Kimi Antonelli ha meritato ampiamente di vincere la sua prima gara nella massima competizione del Motorsport, riuscendo a battere il favorito teammate britannico. Dopo essere diventato il pilota più giovane della storia della F1 a siglare una pole position, l’italiano si è confermato nella sfida lunga di Shanghai, quasi rischiando il grand chelem. È stato bruciato al via da Lewis Hamilton, ma poi si è ripreso la leadership senza patemi. L’enfant prodige voluto da Toto Wolff al posto di Hamilton ha superato un anno di apprendistato difficile e ora può divertirsi. Ha tra le mani l’auto più competitiva in griglia e per sua fortuna un compagno di squadra acerbo ai massimi livelli. Se avesse avuto un Verstappen la musica sarebbe stata diversa, ma Russell non ha mai lottato per un titolo mondiale.
Le parole di Bono su Antonelli
In Mercedes stravedono tutti per il pilota italiano. A soli 19 anni non sta facendo rimpiangere un 7 volte iridato come Lewis Hamilton. Nel corso della sua lunga carriera nel circus l’anglocaraibico ha vissuto anche anni bui ed è stato battuto in malo modo nel 2007, nel 2016 e nel 2021. Arrivato a 40 anni LH44 ha provato una nuova esperienza esaltante, scegliendo di passare alla Ferrari. Per ora la Rossa è dietro nettamente alle performance della Stella.
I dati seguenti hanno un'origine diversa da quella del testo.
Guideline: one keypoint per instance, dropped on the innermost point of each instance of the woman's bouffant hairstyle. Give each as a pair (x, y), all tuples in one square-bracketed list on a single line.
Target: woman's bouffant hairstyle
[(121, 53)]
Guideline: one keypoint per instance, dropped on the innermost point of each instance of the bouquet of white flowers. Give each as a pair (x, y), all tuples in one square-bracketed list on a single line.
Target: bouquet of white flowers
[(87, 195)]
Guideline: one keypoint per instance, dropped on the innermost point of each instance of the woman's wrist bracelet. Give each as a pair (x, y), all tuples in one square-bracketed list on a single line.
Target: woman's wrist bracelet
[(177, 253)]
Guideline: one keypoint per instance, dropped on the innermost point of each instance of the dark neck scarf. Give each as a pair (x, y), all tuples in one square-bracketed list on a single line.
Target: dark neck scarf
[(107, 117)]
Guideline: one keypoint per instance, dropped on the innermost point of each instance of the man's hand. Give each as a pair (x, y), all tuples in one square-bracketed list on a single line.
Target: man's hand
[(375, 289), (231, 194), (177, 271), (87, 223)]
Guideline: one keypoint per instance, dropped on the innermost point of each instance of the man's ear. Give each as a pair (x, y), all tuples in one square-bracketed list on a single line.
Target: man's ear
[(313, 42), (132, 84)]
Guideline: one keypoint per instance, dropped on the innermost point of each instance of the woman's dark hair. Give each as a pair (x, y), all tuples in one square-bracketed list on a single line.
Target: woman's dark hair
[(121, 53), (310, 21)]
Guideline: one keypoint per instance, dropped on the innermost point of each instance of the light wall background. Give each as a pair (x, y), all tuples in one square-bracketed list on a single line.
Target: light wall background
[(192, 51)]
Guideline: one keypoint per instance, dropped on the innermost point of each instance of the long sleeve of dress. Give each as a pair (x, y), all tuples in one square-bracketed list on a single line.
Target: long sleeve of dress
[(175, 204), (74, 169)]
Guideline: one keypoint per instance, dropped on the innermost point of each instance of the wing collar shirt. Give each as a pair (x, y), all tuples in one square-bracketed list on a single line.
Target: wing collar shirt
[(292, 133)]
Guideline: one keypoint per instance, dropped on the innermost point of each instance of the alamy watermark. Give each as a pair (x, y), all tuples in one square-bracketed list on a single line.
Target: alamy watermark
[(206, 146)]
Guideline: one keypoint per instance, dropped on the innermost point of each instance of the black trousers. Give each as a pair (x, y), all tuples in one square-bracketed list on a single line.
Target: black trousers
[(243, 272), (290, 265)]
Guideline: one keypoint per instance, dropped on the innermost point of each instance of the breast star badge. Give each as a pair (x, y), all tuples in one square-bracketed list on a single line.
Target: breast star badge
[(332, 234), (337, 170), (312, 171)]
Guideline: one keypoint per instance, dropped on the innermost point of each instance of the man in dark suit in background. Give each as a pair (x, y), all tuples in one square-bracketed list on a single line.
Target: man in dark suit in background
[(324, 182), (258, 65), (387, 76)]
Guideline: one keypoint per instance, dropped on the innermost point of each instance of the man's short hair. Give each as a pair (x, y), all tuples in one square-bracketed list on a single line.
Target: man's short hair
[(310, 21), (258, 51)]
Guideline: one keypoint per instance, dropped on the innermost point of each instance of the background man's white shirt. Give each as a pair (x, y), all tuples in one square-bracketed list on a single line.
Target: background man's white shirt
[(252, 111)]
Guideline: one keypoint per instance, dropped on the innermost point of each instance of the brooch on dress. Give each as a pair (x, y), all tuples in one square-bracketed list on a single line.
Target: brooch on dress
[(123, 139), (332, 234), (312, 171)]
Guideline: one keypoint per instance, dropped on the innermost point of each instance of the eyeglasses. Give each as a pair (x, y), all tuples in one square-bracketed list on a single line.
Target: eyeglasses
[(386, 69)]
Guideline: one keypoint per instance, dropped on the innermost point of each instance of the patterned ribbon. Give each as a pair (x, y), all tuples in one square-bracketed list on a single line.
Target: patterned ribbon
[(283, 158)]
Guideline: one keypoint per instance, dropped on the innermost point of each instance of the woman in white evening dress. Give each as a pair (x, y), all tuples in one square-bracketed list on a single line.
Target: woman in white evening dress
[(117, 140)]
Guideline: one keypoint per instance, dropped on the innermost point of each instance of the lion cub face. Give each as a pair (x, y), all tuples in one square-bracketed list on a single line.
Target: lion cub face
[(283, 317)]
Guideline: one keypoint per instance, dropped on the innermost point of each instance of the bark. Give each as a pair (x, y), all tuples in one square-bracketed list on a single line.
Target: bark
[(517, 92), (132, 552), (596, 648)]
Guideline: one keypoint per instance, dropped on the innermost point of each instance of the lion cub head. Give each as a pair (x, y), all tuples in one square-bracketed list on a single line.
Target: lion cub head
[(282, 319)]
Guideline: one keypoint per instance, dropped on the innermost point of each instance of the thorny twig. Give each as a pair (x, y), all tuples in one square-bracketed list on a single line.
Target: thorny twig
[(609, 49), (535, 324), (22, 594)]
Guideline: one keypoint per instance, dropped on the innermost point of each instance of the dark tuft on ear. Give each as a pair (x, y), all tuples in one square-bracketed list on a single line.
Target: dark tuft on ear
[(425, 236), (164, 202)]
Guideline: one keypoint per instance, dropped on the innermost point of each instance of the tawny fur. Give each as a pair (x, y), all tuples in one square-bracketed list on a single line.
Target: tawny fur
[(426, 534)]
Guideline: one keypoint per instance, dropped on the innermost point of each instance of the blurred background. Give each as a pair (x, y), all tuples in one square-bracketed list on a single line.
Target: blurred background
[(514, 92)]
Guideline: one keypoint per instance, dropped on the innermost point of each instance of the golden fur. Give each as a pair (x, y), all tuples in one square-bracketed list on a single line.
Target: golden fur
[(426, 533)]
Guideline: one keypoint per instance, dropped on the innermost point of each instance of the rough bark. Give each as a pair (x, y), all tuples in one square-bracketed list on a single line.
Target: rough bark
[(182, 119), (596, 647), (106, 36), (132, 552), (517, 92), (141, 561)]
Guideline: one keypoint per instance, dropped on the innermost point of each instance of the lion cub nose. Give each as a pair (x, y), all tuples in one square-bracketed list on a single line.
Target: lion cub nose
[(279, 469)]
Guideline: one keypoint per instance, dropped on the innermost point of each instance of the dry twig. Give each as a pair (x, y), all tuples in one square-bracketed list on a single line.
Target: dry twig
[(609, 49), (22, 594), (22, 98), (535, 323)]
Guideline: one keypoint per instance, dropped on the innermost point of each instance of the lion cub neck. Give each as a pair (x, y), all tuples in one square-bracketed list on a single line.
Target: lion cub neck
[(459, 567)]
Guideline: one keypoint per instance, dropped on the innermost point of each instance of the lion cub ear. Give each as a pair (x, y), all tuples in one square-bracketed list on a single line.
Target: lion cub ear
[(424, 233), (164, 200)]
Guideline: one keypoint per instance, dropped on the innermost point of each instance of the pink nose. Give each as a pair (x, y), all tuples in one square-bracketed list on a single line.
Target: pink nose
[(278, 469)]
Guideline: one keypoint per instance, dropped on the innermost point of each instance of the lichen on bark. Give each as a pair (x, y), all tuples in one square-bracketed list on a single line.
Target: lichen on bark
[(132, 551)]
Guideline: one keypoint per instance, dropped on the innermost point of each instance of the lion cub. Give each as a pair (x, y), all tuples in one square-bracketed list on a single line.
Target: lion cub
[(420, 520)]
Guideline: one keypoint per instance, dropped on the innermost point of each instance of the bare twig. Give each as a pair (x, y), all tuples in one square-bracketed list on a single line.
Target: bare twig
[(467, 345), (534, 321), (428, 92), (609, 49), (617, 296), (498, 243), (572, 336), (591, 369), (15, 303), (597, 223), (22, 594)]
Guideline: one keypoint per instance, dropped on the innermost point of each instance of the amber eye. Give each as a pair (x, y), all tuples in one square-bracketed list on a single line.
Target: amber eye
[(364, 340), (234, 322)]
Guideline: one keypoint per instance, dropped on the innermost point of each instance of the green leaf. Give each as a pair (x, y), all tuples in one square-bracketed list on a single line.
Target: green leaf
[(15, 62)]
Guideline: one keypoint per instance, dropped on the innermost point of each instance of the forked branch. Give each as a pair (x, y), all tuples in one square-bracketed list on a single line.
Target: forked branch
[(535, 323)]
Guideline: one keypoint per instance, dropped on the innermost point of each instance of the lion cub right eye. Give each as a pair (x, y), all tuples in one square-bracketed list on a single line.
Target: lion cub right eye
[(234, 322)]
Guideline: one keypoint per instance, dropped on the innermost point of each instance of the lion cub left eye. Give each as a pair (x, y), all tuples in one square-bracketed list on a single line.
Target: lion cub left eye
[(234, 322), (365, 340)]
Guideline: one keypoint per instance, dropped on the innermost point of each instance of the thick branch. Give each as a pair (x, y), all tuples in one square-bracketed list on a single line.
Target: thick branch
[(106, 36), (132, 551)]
Con un pizzico di fortuna, con pochi risultati positivi in F2, nel 2025 Kimi Antonelli è stato catapultato nel circus. L’ingegnere di pista Bono, ex guida di Hamilton, in una intervista rilasciata a Sky Sport UK ha dichiarato: “Quando lessi il libro sul fatto che con 10mila ore di allenamento tutti saremmo in grado di eccellere in qualunque disciplina all’inizio ci credetti, poi ho incontrato gente come Michael Schumacher e Lewis Hamilton e quel punto di rendi conto che per certe cose non esistono ore di pratica per essere come loro, e ce le hai o non ce le hai, e Antonelli le ha!”.
“Antonelli ha quel decimo o addirittura due decimi in più che solo i grandissimi hanno, lo si vede dai dati. Ci chiediamo come riesca ad essere così veloce e al tempi stesso a mantenere la vettura neutra e a gestire la temperatura delle gomme, eppure ci riesce. È uno spettacolo vedere e osservare tutto ciò”, ha affermato Peter ‘Bono’ Bonnington. Oramai la Mercedes è ai piedi del bolognese.